C’è dunque una scelta e una ascesi per chi è mosso dalla carità pastorale: “Coetera tolle”, “Lascia tutto il resto”. Si deve rinunciare a molte cose per salvare la cosa principale; si possono affidare ad altri e anche tralasciare molte altre attività pur di avere tempo e disponibilità per aprire i giovani a Dio. E ciò non solo nella vita personale ma anche nei programmi e nelle opere apostoliche.

“Chi percorre la vita di Don Bosco, seguendo i suoi schemi mentali ed esplorando le tracce del suo pensiero trova una matrice: la salvezza nella chiesa cattolica, unica depositaria dei mezzi salvifici. Egli sente come la sfida della gioventù abbandonata, povera, vagabonda svegli in Lui l’urgenza educativa di promuovere l’inserimento di questi giovani nel mondo e nella Chiesa mediante metodi di dolcezza e carità; ma con una tensione che ha la sua origine nel desiderio della salvezza eterna del giovane”xxiii.

2.4 Sintesi del percorso fatto

Come sintesi riprendiamo le idee fondamentali della nostra riflessione.

La nostra è una spiritualità apostolica: si esprime e cresce nel lavoro pastorale.

L’apostolato diventa un’autentica esperienza spirituale, e non consumo di energie, stress e logoramento, se ha come anima la carità; essa dà facilità, fiducia, gioia nel lavoro pastorale.

Affinché l’apostolato costituisca “spiritualità” e non sia consumo di energie, con possibile logoramento, deve avere un’anima: è la carità. Essa dà facilità, fiducia, gioia nel lavoro pastorale.

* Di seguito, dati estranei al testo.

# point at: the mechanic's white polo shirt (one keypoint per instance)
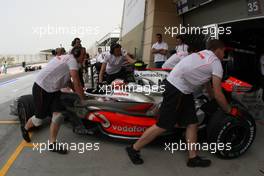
(56, 74)
(160, 57)
(174, 60)
(181, 48)
(195, 70)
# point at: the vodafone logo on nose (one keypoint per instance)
(132, 129)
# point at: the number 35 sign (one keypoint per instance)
(254, 7)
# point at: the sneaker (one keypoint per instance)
(134, 155)
(54, 147)
(198, 162)
(25, 134)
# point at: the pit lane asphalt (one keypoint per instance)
(19, 158)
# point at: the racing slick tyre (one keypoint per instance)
(235, 133)
(26, 108)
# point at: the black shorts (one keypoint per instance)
(46, 103)
(176, 108)
(119, 75)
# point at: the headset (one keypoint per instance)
(76, 51)
(113, 47)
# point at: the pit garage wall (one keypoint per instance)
(132, 27)
(221, 11)
(158, 15)
(132, 41)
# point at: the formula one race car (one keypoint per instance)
(32, 68)
(129, 119)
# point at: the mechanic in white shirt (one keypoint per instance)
(178, 106)
(99, 58)
(60, 72)
(113, 63)
(180, 45)
(159, 50)
(177, 57)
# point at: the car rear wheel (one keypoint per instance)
(236, 133)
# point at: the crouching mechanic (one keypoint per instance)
(113, 63)
(57, 74)
(178, 107)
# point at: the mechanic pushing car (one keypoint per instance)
(178, 109)
(113, 63)
(46, 92)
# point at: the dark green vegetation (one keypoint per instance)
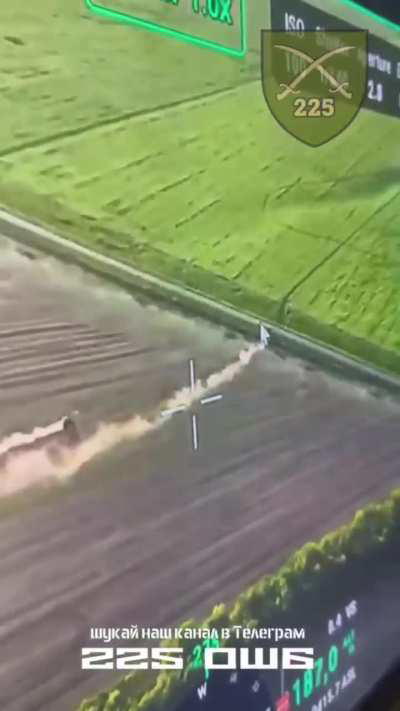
(165, 156)
(317, 571)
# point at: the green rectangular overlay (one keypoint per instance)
(220, 25)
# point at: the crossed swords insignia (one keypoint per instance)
(315, 65)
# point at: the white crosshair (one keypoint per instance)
(264, 336)
(193, 416)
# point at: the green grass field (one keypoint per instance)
(166, 156)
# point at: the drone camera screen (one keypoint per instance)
(200, 355)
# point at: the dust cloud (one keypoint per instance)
(40, 466)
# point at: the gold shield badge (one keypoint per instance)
(314, 82)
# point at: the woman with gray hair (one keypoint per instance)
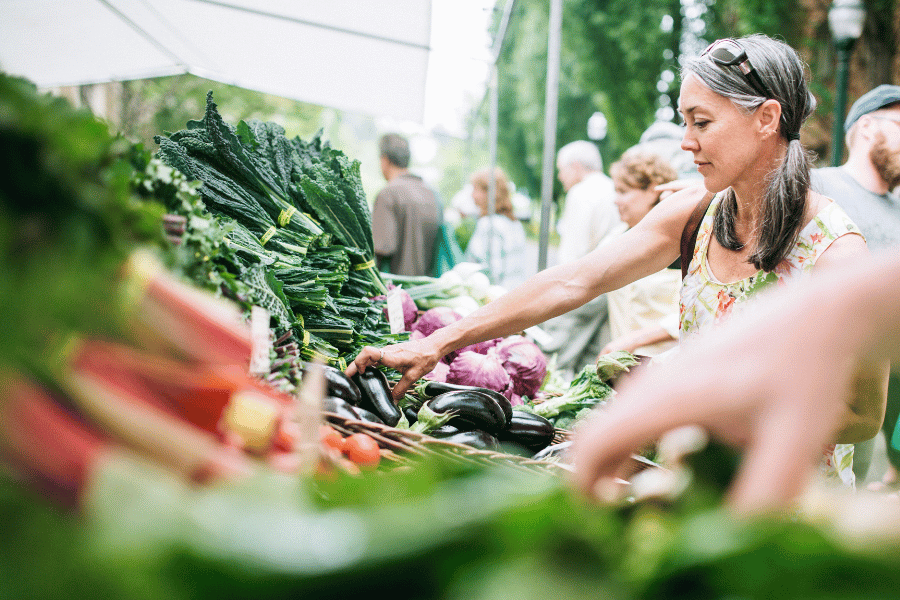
(743, 102)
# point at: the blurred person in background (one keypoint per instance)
(748, 386)
(589, 216)
(643, 316)
(663, 138)
(863, 187)
(499, 239)
(406, 214)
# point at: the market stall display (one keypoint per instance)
(149, 381)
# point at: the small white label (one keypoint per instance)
(395, 310)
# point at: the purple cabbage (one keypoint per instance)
(410, 310)
(479, 370)
(479, 347)
(525, 363)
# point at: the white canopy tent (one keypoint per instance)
(366, 56)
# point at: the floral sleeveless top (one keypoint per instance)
(707, 302)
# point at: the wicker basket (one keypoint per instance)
(404, 447)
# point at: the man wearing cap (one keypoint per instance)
(863, 188)
(406, 215)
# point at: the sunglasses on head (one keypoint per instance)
(728, 53)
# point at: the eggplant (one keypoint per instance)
(376, 395)
(340, 407)
(529, 430)
(473, 406)
(433, 389)
(476, 439)
(338, 385)
(412, 415)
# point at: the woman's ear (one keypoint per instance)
(769, 115)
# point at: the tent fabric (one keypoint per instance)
(367, 57)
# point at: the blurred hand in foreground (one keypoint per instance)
(671, 187)
(755, 384)
(414, 359)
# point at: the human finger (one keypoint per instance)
(409, 377)
(676, 185)
(787, 445)
(368, 356)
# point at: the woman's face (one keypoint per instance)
(725, 142)
(633, 203)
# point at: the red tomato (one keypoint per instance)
(362, 450)
(331, 438)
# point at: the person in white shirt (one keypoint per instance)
(589, 213)
(643, 316)
(589, 217)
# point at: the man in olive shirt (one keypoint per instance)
(406, 215)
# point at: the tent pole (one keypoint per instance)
(550, 113)
(492, 174)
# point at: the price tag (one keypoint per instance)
(395, 310)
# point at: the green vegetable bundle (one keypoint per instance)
(281, 223)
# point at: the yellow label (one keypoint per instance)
(285, 217)
(267, 235)
(366, 265)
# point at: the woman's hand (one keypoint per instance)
(667, 189)
(414, 359)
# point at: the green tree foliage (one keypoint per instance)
(151, 106)
(612, 54)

La carità realizza l’unità nella vita del salesiano. Compone le tensioni che sorgono tra azione e preghiera, tra vita comunitaria e impegno apostolico, tra educazione ed evangelizzazione, tra professionalità e apostolato.

Tutto l’impegno della nostra vita spirituale consiste nel ravvivare la carità pastorale, purificarla, intensificarla: “Ama et fac quod vis”.